Another program setting its sights high for adults is ETTA, a local Orthodox-created Jewish special-needs program that merged last year with OHEL (meaning tent in Hebrew), the largest provider of special services to the Jewish community on the East Coast with 425 adults in residential care. ETTA is the only provider of residential services for Jewish adults with intellectual/developmental disabilities in Los Angeles County. Celebrating its 20th year at an upcoming Dec. 17 gala, ETTA now operates four group homes and is providing case management and specialized support for more independent living arrangements. It also has a new house in the Pico/Robertson neighborhood for higher functioning adult women, some of whom will also receive support services from ETTA. More shared living arrangement than group home, its residents don’t need around–the-clock staff on premises, but will have access to someone whenever needed.
In addition, the Vista Inspire Community Inclusion Program, funded by a three-year Cutting Edge grant from the Jewish Community Foundation of Los Angeles, is partnering with five Jewish communal organizations so that families with children of all abilities can fully participate in and enjoy Jewish communal life. In its inaugural year, a diverse group of Jewish organizations are immersed in a comprehensive inclusion process: the Shalom Institute/JCA Shalom in Malibu, Westside Jewish Community Center, University Synagogue, Beth Jacob Congregation and Leo Baeck Temple Early Childhood Center.
Szilagyi has some great suggestions for any organization that wants to pick up that metaphorical ladder and work higher up the “tree”:
• Hire (or bring in pro bono) someone who has the special-education training and expertise to make inclusion work.

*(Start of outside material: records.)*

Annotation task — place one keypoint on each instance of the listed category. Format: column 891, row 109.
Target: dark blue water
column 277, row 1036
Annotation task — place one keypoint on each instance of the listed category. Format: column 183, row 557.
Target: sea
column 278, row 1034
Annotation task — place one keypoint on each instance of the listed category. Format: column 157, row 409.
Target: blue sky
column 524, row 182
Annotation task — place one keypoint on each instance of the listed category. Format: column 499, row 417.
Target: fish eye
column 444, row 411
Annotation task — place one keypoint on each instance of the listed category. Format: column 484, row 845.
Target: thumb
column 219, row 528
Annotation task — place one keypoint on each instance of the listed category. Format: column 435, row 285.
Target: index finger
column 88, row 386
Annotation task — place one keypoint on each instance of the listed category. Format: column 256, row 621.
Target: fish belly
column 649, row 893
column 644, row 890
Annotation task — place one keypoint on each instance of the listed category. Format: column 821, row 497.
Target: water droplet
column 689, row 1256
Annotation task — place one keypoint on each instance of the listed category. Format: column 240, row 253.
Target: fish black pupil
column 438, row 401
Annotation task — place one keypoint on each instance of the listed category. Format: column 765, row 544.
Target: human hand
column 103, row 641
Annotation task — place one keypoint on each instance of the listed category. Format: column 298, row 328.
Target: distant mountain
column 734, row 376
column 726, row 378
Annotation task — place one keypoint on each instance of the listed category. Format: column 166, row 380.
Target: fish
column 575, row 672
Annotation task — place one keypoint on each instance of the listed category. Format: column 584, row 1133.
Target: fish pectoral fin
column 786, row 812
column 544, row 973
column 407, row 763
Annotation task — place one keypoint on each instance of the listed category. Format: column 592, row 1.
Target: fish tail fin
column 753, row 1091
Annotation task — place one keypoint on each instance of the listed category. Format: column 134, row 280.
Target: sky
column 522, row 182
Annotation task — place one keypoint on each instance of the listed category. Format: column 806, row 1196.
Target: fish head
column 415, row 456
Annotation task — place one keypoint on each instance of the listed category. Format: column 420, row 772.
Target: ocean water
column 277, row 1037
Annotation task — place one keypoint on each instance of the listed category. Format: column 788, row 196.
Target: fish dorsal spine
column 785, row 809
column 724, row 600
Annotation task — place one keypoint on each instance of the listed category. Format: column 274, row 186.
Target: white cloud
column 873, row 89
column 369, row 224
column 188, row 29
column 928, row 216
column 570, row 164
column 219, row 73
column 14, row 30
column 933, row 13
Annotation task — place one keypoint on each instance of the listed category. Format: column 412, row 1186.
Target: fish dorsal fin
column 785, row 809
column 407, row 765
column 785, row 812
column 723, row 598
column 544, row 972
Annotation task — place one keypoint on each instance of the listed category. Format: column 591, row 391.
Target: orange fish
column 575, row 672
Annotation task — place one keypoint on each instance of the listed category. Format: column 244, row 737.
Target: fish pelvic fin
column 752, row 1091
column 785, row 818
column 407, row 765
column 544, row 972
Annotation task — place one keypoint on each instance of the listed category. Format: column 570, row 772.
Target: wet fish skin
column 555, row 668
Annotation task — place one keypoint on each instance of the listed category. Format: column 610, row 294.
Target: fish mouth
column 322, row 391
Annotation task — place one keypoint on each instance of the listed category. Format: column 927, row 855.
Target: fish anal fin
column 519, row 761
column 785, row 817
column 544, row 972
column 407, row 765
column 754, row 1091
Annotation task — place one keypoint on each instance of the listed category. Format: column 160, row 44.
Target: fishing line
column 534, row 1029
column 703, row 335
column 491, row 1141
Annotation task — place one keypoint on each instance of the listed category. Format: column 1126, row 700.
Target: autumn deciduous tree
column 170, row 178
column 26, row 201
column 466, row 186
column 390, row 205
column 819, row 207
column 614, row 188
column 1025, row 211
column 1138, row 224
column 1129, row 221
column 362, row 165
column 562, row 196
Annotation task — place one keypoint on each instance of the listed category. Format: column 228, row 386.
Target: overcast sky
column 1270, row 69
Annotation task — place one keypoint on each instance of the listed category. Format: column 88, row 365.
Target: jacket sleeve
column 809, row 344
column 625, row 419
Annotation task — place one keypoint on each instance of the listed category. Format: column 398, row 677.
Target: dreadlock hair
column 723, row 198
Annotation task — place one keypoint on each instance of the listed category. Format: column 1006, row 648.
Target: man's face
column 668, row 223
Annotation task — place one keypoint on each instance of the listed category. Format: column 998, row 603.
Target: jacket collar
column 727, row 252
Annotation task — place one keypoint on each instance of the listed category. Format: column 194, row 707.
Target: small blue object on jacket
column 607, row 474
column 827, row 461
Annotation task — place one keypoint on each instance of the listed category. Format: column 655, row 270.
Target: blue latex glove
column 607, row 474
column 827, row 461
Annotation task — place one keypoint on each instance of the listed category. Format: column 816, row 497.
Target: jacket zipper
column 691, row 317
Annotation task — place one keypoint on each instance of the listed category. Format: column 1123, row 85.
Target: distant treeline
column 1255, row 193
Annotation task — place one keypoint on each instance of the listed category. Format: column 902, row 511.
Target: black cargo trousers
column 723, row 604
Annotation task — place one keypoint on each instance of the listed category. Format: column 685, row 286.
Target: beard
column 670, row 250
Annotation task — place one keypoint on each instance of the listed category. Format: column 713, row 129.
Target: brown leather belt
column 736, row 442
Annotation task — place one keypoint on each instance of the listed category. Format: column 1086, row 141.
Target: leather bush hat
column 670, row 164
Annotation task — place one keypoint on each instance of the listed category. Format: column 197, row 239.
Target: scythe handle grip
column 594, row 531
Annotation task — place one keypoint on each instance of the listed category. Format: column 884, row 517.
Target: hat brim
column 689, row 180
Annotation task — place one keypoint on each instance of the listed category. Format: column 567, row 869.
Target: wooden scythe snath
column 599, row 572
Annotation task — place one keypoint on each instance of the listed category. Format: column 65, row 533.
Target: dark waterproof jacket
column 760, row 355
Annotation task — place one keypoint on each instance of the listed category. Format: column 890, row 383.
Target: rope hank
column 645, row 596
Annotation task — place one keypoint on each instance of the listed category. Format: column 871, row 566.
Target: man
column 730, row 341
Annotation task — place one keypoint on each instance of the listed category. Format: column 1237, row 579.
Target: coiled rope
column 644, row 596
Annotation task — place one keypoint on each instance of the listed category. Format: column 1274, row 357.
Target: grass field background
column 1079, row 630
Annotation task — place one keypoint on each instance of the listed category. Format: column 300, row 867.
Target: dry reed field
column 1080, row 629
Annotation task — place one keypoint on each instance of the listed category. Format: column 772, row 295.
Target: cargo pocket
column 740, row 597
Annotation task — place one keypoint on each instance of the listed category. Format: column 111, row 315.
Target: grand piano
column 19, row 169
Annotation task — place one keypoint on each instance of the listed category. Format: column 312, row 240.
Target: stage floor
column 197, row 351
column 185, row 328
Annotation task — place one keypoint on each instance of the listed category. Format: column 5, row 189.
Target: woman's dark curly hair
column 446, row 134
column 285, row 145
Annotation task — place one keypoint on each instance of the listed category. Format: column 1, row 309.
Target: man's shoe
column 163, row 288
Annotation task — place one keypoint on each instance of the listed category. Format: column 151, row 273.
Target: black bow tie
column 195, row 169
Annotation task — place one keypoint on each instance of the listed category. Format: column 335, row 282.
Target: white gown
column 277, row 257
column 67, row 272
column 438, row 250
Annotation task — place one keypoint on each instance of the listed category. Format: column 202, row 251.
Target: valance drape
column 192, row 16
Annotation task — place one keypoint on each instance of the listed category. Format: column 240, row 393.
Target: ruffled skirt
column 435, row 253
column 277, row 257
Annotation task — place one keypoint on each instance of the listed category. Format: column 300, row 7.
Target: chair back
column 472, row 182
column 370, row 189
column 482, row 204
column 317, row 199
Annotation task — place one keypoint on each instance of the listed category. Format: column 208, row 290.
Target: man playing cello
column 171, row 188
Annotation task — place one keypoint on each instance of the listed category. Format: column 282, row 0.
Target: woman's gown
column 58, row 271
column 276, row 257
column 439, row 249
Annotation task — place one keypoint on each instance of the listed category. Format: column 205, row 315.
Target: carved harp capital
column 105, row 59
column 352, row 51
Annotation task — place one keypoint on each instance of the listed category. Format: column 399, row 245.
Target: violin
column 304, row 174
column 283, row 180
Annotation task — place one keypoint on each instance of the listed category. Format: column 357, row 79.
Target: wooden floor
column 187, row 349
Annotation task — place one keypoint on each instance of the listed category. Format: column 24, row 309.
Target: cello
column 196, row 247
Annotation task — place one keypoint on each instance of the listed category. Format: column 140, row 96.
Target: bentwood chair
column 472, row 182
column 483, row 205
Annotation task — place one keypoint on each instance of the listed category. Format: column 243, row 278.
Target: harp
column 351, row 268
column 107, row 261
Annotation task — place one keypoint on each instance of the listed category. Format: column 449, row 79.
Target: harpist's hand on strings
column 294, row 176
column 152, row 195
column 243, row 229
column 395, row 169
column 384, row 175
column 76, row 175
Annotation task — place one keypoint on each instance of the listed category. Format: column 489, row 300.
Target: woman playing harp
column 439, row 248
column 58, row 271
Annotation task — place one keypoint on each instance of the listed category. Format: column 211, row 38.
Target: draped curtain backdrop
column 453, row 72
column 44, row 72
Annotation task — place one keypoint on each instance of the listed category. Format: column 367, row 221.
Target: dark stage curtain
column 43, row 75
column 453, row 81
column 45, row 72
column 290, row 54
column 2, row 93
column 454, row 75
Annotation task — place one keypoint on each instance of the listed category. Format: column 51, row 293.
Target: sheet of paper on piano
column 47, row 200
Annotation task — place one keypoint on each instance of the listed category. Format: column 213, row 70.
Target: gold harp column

• Bring other content experts into the planning process, such as a cantor for music or an art teacher for the crafts project.
• Hire and/or train aides, especially for those who need one-to-one help in order to be part of a program, and build that funding and volunteer support into the program from its very beginning.
• And, most of all, make a priority of a high level “vision and commitment” that inclusion of people of all abilities is a core value of the organization, and the realization that the “typical” volunteers may gain even more than the participants with disabilities.